I have an existing Kilpsch F-30 7.1 speaker system. I am thinking of upgrading to Dolby Atmos. My HT room has a high vaulted ceiling so up firing speakers probably won't work. I would like some recommendations for in ceiling speakers to match my existing speakers.


----------



## fusseli (May 1, 2007)

I wouldn't suggest the up-firing style anyway, they are gimmicky and overpriced. You can use any small or in-wall speaker for atmos channels.


----------



## willis7469 (Jan 31, 2014)

I bought 4, rsl C34e’s for my vaulted ceiling. They have a 15deg baffle and my ceiling is about 10deg. Close enough, as atmos is not that fussy.








https://rslspeakers.com/products/c34e-edgeless-in-ceiling-speaker/


----------



## willis7469 (Jan 31, 2014)

I bought 4, rsl C34e’s for my vaulted ceiling.

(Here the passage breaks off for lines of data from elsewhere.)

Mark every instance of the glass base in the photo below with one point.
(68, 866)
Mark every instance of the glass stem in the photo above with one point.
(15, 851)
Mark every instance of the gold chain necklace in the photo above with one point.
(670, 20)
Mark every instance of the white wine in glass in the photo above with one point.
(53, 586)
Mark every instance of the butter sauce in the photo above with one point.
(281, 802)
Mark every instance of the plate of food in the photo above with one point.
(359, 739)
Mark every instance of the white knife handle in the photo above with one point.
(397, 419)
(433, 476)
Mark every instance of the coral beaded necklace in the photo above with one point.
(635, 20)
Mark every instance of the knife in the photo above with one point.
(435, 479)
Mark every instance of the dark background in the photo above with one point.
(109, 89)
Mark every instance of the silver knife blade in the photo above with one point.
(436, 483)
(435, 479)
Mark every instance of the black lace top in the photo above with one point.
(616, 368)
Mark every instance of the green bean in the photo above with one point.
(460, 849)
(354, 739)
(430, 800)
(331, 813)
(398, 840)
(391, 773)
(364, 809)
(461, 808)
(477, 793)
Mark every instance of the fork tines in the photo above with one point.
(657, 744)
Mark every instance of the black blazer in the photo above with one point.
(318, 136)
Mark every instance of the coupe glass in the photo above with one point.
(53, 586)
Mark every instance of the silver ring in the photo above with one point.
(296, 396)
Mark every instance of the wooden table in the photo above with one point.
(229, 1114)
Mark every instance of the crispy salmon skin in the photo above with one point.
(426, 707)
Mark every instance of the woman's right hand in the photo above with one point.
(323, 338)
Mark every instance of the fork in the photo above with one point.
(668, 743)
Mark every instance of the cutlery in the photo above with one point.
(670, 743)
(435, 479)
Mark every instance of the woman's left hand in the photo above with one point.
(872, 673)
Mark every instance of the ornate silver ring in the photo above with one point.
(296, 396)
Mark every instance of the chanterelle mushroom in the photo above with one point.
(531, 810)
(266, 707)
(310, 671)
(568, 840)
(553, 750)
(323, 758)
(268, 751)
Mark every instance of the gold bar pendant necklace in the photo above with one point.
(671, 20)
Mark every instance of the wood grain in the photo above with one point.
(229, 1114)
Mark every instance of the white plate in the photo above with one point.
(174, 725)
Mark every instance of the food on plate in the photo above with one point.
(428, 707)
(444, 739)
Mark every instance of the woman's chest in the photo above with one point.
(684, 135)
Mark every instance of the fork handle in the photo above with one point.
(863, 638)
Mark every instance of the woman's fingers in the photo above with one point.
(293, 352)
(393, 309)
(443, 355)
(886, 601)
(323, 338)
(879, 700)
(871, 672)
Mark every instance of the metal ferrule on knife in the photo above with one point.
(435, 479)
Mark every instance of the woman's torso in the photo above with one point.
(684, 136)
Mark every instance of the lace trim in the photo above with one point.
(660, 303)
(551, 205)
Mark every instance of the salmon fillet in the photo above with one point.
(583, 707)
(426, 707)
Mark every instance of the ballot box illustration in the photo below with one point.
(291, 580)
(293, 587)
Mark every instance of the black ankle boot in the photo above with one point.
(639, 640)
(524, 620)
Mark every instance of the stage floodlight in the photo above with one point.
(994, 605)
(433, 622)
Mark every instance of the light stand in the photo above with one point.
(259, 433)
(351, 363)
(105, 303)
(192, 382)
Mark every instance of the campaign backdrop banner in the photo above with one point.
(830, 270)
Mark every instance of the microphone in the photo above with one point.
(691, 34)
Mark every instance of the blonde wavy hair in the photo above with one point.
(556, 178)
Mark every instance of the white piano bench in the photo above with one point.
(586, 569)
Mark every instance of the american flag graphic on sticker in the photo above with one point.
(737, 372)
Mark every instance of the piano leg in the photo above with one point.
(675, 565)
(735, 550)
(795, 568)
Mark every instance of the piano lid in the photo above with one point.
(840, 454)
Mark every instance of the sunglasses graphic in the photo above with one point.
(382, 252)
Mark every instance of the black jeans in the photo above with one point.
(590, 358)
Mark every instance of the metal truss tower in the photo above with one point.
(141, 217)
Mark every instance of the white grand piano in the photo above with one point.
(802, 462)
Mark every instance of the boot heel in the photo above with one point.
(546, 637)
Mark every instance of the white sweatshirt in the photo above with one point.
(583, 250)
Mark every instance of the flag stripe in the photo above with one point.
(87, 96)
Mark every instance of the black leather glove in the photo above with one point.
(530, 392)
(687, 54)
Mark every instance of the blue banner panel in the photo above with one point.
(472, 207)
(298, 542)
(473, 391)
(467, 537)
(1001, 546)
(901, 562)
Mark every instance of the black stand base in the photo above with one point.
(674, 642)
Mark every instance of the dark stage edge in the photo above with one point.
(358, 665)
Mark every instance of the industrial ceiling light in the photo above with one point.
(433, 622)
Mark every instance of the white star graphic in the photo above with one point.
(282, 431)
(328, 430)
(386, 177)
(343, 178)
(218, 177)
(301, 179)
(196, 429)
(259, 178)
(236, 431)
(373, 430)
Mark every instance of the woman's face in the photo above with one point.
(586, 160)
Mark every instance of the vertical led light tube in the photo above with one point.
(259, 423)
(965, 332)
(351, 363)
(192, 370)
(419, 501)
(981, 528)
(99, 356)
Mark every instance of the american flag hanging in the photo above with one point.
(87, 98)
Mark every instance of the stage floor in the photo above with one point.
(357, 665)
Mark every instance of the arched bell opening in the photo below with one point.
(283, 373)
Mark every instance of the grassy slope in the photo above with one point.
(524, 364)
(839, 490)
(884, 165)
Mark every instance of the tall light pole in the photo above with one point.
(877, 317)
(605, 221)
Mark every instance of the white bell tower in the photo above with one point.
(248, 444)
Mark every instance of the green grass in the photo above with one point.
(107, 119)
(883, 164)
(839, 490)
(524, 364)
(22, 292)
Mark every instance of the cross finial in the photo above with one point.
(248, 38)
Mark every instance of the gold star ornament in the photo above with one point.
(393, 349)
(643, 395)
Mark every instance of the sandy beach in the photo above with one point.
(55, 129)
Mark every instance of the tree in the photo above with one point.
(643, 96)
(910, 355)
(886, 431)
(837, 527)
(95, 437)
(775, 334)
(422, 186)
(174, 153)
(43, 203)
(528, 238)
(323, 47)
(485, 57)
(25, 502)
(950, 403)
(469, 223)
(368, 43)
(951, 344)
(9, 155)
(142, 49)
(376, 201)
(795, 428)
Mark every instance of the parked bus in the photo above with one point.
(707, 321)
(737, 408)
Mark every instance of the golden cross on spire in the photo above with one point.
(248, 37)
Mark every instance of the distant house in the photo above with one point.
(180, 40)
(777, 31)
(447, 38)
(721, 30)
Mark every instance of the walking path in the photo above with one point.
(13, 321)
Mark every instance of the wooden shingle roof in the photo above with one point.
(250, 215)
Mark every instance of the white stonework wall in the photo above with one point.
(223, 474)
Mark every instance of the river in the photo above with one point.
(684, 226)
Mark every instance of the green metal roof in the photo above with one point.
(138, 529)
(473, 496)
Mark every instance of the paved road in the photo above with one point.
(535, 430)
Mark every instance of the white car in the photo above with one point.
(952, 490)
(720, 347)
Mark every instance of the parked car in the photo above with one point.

They have a 15deg baffle and my ceiling is about 10deg. Close enough, as atmos is not that fussy.








https://rslspeakers.com/products/c34e-edgeless-in-ceiling-speaker/
These speakers have received nothing but praise fwiw.


----------



## RTS100x5 (Sep 12, 2009)

Ive been installing the ELURA Blue series for ATMOS channels and they sound fantastic !!! drive them with a strong amp ....they have angled baffle model as well if that will improve your installation any ... I use the LCR version for Front High and S8 model for Middle Atmos channels


http://elura.audio/blue-label-by-sonance-premium-series-in-ceiling.php


----------



## gbhushan (Jul 6, 2018)

willis7469 said:


> I bought 4, rsl C34e’s for my vaulted ceiling. They have a 15deg baffle and my ceiling is about 10deg. Close enough, as atmos is not that fussy.
> 
> 
> 
> ...


I am planning to install two of them - what do you think of these?


----------



## gbhushan (Jul 6, 2018)

I am planning to install the RSL C34E's what is your feedback on them? I am planning installing couple of them./


----------